Within the context of an uptrend, a bullish impulse will form five waves wherein waves 1, 3 and 5 move in the direction of the uptrend, while waves 2 and 4 move counter to the trend. In the context of a downtrend, a bearish impulse will form five waves wherein waves 1, 3 and 5 move in the direction of the downtrend, while waves 2 and 4 move counter to the trend.
And this basic market form is fractal, meaning that it can be seen at the largest timescales such as the monthly or yearly charts down to the smallest timescales such as the one minute or five minute charts.
This 5 up and 3 down structure is believed to be the essential growth pattern within many complex systems, and represents the most efficient path of progress in the natural world. The decisions that traders and investors make in the stock market and other financial markets represents this growth pattern.
The mathematical fabric of the Elliott wave theory is based on the Fibonacci sequence. The Fibonacci sequence is considered to have powerful qualities that can be seen throughout the universe. Within the Elliott wave theory price movements can be projected based on specific Fibonacci relationships among the different wave structures.

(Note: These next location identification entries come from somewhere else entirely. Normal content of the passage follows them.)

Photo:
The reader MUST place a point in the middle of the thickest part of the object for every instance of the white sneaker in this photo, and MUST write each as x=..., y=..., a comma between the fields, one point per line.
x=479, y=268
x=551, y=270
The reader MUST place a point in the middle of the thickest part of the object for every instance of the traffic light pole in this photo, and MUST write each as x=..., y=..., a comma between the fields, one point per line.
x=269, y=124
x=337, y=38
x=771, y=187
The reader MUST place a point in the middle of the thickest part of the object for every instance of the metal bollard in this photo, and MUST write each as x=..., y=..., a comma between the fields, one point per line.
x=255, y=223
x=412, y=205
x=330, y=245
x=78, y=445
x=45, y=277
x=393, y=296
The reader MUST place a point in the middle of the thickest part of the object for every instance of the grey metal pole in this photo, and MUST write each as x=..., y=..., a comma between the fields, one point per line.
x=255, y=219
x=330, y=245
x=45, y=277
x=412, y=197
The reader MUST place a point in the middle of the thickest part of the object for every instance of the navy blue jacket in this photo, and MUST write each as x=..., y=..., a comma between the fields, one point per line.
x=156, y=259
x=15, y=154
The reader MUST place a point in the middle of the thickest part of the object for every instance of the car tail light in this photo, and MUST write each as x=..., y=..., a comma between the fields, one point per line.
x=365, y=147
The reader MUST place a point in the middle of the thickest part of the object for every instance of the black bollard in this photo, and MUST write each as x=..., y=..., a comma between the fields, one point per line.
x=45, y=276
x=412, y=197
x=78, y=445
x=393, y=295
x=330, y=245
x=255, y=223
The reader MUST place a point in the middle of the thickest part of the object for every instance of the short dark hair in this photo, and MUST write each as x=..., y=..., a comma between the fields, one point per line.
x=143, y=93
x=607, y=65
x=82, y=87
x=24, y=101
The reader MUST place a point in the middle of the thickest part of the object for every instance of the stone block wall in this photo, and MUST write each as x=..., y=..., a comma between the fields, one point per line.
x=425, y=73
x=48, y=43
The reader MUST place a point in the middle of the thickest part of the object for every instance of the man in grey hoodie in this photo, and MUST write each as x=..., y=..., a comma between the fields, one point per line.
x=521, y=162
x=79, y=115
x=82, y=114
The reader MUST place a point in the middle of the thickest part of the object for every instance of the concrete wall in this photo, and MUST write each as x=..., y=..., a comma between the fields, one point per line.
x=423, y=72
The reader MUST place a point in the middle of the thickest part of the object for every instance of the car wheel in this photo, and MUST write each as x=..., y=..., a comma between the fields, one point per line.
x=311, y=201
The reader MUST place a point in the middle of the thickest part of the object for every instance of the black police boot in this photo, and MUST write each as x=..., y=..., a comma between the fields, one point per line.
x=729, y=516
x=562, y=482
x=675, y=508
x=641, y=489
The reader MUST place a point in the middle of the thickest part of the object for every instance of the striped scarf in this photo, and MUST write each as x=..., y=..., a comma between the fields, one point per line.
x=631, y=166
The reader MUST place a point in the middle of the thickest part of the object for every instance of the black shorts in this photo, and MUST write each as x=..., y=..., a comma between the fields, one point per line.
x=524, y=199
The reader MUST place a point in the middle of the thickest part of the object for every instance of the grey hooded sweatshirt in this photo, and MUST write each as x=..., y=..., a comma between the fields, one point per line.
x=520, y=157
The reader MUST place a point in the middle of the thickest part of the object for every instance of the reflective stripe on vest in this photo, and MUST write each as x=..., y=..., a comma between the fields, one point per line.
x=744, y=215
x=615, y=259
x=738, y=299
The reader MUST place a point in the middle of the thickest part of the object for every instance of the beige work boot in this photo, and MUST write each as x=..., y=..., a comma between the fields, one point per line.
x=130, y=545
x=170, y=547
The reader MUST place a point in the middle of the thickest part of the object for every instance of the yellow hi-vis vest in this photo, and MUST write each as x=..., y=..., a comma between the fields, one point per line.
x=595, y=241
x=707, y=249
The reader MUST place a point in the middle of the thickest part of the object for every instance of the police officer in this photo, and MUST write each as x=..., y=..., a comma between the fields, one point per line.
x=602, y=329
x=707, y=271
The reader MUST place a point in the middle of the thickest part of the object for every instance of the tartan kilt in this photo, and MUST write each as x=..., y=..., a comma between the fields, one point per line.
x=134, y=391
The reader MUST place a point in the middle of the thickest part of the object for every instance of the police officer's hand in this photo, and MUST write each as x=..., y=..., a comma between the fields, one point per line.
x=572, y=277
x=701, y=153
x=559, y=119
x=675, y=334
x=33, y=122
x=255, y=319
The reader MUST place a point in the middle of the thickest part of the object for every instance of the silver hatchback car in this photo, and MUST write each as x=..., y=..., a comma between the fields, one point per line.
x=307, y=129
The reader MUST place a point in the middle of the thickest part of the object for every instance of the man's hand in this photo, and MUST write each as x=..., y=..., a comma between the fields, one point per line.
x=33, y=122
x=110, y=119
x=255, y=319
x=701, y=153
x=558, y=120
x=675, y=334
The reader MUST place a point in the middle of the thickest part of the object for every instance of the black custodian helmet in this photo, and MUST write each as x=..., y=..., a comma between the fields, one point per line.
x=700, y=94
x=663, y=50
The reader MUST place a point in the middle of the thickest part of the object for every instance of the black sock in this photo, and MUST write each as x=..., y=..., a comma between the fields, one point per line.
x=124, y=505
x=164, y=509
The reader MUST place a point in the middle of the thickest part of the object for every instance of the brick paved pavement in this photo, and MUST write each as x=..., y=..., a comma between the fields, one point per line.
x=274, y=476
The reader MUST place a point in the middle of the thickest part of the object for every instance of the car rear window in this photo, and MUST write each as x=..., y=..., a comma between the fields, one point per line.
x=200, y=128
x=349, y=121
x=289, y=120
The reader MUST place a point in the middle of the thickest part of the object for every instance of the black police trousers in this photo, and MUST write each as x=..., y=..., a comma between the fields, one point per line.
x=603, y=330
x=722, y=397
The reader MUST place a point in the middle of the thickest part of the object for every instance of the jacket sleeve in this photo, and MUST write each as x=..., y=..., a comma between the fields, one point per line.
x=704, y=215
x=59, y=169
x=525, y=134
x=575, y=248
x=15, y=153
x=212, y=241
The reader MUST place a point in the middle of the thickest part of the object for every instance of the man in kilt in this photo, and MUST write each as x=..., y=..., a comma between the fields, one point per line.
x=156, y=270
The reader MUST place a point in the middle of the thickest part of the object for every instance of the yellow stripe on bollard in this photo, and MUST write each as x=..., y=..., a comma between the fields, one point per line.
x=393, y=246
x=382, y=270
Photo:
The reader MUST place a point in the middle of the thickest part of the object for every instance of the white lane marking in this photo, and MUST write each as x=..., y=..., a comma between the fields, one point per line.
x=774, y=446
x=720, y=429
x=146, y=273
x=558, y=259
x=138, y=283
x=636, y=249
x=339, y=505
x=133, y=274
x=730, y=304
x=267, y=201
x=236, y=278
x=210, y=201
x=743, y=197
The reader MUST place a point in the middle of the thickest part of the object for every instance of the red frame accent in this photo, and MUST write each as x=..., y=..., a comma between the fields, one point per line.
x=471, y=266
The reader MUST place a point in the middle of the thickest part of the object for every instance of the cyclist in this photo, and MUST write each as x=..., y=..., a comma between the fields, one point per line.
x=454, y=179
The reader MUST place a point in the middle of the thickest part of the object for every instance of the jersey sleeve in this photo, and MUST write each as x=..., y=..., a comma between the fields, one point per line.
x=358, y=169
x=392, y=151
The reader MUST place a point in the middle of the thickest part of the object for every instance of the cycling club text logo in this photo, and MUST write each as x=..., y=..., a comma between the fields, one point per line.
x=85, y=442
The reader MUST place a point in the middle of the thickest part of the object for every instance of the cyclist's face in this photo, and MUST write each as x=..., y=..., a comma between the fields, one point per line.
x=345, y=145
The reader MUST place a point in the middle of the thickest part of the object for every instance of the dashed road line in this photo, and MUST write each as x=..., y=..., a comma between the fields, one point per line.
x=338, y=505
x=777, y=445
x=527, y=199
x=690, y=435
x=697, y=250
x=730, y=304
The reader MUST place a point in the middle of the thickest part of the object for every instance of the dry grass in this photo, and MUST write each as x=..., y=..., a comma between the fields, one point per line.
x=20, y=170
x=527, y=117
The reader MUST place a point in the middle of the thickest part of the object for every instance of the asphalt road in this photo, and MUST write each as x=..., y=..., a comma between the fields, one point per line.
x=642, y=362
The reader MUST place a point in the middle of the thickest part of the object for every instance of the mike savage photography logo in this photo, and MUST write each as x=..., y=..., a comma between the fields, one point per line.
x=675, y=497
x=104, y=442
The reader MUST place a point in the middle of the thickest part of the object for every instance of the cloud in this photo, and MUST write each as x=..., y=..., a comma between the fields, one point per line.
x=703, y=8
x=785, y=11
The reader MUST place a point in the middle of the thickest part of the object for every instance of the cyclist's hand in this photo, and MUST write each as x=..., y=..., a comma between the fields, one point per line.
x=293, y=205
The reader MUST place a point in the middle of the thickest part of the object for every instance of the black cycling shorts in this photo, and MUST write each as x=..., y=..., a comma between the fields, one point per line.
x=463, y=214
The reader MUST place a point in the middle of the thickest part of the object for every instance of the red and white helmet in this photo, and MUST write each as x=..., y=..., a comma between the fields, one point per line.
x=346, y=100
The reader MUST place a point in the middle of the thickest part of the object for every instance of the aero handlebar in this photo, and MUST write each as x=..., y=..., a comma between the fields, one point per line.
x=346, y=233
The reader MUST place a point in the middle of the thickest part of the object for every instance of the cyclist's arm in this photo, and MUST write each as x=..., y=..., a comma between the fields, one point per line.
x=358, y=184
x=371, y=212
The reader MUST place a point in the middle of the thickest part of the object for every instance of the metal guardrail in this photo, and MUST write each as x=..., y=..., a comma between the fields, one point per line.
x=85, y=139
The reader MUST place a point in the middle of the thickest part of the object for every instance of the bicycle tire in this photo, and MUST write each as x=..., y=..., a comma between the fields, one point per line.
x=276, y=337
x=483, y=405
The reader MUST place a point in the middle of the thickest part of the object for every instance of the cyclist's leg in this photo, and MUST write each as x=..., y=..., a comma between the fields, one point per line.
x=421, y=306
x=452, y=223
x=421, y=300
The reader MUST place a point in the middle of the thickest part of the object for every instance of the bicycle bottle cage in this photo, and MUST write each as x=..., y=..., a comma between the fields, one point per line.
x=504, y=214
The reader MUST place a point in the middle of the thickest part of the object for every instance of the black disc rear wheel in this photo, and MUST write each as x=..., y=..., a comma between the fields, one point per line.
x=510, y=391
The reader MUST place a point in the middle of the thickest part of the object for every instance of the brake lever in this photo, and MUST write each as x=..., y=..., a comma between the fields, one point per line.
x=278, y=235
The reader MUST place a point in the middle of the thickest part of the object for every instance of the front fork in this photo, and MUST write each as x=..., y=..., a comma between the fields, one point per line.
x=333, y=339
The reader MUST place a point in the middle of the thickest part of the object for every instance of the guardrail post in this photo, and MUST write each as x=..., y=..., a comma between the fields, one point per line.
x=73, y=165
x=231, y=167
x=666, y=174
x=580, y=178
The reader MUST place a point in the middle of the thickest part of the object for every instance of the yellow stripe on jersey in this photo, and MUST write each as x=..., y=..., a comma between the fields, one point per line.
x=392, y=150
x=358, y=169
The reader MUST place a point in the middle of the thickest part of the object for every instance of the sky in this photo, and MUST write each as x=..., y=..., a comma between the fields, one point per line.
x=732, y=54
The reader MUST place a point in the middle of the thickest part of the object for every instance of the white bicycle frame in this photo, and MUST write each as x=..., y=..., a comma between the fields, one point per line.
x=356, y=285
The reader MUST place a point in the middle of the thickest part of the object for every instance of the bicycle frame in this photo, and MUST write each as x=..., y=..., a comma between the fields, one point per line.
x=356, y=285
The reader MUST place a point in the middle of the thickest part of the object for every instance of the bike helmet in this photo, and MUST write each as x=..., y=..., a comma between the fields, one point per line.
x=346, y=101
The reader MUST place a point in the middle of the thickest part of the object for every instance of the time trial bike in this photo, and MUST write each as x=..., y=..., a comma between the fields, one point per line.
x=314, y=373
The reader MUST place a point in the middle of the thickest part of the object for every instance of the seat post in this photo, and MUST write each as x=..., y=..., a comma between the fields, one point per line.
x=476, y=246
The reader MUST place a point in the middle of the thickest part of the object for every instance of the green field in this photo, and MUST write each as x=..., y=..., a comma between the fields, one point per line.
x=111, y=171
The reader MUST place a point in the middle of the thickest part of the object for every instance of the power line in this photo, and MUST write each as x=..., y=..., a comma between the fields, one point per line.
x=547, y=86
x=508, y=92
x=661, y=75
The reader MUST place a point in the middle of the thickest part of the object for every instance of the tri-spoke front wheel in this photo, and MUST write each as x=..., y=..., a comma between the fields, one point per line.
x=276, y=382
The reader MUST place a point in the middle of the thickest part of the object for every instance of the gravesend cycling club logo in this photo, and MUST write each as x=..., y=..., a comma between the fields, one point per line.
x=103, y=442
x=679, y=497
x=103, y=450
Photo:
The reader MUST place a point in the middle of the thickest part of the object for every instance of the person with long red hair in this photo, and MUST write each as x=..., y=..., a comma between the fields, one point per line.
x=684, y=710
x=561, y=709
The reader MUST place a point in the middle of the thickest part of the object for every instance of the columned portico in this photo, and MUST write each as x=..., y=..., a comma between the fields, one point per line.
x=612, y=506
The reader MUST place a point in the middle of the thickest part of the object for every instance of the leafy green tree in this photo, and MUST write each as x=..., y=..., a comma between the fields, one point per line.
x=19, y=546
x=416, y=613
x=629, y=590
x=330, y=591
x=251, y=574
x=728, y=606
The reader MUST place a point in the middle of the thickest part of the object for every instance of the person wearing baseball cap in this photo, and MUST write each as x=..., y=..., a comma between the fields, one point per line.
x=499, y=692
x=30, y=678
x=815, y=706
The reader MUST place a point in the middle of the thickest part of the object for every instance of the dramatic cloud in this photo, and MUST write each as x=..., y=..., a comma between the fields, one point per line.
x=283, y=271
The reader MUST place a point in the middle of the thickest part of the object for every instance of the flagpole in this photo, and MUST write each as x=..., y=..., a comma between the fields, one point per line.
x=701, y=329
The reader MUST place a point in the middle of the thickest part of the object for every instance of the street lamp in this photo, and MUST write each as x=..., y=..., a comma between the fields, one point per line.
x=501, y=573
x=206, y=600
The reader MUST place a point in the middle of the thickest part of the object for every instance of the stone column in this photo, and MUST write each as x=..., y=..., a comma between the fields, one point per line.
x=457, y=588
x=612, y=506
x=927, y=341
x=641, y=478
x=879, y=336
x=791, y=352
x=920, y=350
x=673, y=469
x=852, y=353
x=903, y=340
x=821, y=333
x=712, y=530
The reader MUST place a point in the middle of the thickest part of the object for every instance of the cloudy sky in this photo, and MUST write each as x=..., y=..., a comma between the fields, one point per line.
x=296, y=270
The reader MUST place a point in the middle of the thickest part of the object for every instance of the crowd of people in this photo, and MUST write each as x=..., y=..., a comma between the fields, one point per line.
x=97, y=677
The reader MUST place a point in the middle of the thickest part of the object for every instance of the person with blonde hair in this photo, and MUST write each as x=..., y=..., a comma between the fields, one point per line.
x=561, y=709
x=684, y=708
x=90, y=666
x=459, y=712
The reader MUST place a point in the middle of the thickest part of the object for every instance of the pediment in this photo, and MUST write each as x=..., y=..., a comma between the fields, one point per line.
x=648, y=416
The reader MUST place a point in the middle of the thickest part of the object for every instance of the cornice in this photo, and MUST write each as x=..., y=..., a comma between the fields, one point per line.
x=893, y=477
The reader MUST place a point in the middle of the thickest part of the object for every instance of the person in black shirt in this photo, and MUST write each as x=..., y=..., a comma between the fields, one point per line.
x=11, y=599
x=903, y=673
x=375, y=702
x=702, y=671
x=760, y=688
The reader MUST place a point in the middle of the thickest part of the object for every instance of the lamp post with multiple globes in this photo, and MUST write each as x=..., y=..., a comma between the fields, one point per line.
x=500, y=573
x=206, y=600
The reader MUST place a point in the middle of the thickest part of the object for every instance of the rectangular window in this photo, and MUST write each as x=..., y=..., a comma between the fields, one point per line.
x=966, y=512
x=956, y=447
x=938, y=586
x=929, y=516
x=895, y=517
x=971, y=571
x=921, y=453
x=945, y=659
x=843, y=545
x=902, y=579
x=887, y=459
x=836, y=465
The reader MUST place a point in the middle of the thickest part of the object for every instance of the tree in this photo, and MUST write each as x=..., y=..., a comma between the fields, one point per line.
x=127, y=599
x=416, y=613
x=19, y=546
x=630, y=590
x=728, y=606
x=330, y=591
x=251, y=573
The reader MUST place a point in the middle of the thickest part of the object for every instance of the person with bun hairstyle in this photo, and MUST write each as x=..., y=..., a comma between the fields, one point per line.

Of all the different market theories, the Elliott wave theory provides the most robust and in-depth framework for trading the markets. Not only does it explain the phenomena of price movements in the market, it goes into great detail regarding each type of pattern that can be seen in the markets. There are a total of 13 different Elliott wave patterns which help traders and investors analyze and forecast future price direction of any liquid trading instrument.
Adaptive Market Hypothesis
Adaptive market hypothesis is a relatively new financial market theory that is the brainchild of Andrew Lo, a professor affiliated with the Massachusetts Institute of Technology, MIT.
Under the adaptive market theory, Lo explains that market participants are rational for the most part in their investment decision processes, as the rational market theory suggests, however during times of market euphoria, panic, or other conditions that lead to increased volatility, market participants will tend to become overly influenced by such events in a way that will lead them to make counterproductive decisions.
So in a sense traders and investors will act rationally and in accordance with their self-interest during normal market conditions, but they will be driven by a certain irrationality when market conditions appear to become irregular.
On the bright side, the adaptive market hypothesis also puts forth the idea that investors can and do often adapt to miscalculations and errors that they have previously made, often preventing them from similar mistakes moving forward.
An important component of the adaptive market hypothesis is the emerging field of behavioral finance. Although there has been much progress made in the area of behavioral finance, it is still in its very early stages. Given more time and empirical evidence backing the adaptive market hypothesis, it may gain more widespread acceptance among economists and other market professionals.
Before getting involved in any type of endeavor, you should take time to educate yourself on the basics and foundations. This is certainly true when it comes to your investing and trading business. As such, it’s important to understand the different types of market philosophies so that you can create your own views about the market in a logical manner.
We have listed some of the more popular market theories out there, and provided some insights into each. But this should only serve as a starting point for you. After performing the required study into this, you will come to know whether an active or passive investing style best suit your needs. This will enable you to engage in a way that best aligns with your view of the financial markets.